# Heads up. Pet Armour.



## kevin bradley (Aug 9, 2009)

Hey guys. Wanted to give you a heads up. I know almost nothing about this stuff. But a friend put some of that Pet Armour Flea and Tick stuff on his Dog and she had a really nasty reaction to the stuff. I guess it knocked her down for a couple days... lethargy, listlessness, really bothered her. Tim was nice enough to give me some advice...basically get any of the remnants off her asap with Dawn. The Dog is doing much better now but I wanted to pass this on. I'm sure it doesn't happen to all Dogs but still wanted to throw this out there since we are coming into that time of year.

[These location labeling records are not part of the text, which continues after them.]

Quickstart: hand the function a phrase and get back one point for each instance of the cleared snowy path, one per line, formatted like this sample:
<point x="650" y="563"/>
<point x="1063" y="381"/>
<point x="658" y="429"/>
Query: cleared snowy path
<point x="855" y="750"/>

Another kudos to Tim for being an amazing and kind person and Vet to be so helpful to folks he doesn't know nor get any money from.


----------



## Kassandra (Jun 6, 2012)

Thanks Kevin.. I personally don't use any flea or tick stuff where I live now, but I'll be moving soon and they are running rampant up there. So sadly enough I would much rather use some flea/tick gunk than have my girls deal with an infestation. I don't know anything about commercial flea and tick medication any more but I'll be looking out for this one!


----------



## MollyWoppy (Mar 19, 2010)

Yeah Dawn seems to be pretty good stuff for that type of thing, you know, how they use it for birds and wildlife covered in oil. I've often wondered what it is that sets it apart from other dish detergents.
And yes, I agree, Dr Tim does seem to be very forthcoming and unselfish with his time and advice, which is greatly appreciated.


----------



## naturalfeddogs (Jan 6, 2011)

Another one similar to Hartz that I would never use.


----------



## 1605 (May 27, 2009)

MollyWoppy said:


> Yeah Dawn seems to be pretty good stuff for that type of thing, you know, how they use it for birds and wildlife covered in oil. I've often wondered what it is that sets it apart from other dish detergents.
> And yes, I agree, Dr Tim does seem to be very forthcoming and unselfish with his time and advice, which is greatly appreciated.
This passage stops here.